I am exceedingly grateful to the Florida Agricultural Experiment Station, University of Florida, for the permission they gave me to base the Palm culture on the information given in their bulletin, "Native and Exotic Palms of Florida." This organization is an outstanding authority on this subject in the U.S.A. The Palm Society has also been most co-operative, and I send many thanks to them—particularly to Mrs. Lucita H. Wait, the Executive Secretary. Mrs. Jewel W. Templeton has very kindly contributed a description of the Mistic Bubble method of propagation, and I wish to express my appreciation to her. To Mrs. Walter W. Beachboard I send my warm thanks for her able editorial advice. I also send thanks to Mr. C. N. Keyser of the Bartlett Tree Experts.

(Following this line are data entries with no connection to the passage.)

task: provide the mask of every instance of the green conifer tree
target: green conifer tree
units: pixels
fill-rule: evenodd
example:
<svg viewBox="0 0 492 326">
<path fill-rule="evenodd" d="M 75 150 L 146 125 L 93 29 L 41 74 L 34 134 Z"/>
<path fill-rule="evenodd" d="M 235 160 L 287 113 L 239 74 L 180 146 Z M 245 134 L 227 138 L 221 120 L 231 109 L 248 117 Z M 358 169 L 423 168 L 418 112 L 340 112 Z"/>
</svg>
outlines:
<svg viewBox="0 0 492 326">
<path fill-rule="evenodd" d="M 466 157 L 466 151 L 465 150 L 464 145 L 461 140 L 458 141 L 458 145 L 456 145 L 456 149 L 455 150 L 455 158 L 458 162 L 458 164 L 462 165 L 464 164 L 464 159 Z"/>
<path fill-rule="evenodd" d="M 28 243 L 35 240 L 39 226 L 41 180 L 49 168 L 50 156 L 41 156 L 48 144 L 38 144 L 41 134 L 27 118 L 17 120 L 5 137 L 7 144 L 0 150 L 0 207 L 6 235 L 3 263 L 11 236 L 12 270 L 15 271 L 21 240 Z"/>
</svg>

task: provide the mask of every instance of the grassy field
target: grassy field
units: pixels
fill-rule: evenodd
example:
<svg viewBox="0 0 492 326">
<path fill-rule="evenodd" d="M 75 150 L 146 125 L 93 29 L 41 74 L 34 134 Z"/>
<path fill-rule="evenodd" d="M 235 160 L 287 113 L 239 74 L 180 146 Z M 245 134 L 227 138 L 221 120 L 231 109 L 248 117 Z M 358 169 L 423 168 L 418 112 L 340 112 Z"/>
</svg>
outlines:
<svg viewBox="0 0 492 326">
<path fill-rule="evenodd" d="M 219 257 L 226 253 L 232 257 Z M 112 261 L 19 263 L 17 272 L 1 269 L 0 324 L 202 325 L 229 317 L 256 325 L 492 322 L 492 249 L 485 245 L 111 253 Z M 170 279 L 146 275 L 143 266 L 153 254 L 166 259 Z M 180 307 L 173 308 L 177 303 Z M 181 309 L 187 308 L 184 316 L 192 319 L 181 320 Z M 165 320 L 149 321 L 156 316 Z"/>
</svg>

I feel very grateful to Dr. Donald Wyman, author of "Shrubs and Vines for American Gardens" and "Trees for American Gardens." These outstanding books have been especially helpful to me. From the first of these two books were obtained the endpapers used in this book. Other books that have been of much assistance are "Standardized Plant Names," ed. 2, prepared for the American Joint Committee on Horticultural Nomenclature by its Editorial Committee, Harlan P. Kelsey and William Dayton; "Hortus Second," compiled by L. H. Bailey and Ethel Zoe Bailey; "Manual of Cultivated Trees and Shrubs," by Alfred Rehder; "What's New in Gardening," by P. P. Pirone; "Bonsai Miniature Trees," by Claude Chidamian; "The Azalea Book," by Frederic P. Lee; the "Wise Garden
Encyclopedia," "The Standard Cyclopedia of Horticulture," by L. H. Bailey; "Trees and Shrubs for the Southern Coastal Plain," by Brooks E. Wigginton; and "Landscape Plants for Florida Homes," by John V. Wat-kins. I am also grateful to the Brooklyn Botanic Garden for their excellent publications.
I take this opportunity to express my thanks to the various photographers for their valuable contributions for providing the illustrations. Among these are George Beamish, Anita M. E. Boiling, Gatteri of Miami, Paul E. Genereux, Jeannette Grossman, J. Horace McFarland Company, F. Armstrong Roberts, and Mary Alice and John P. Roche.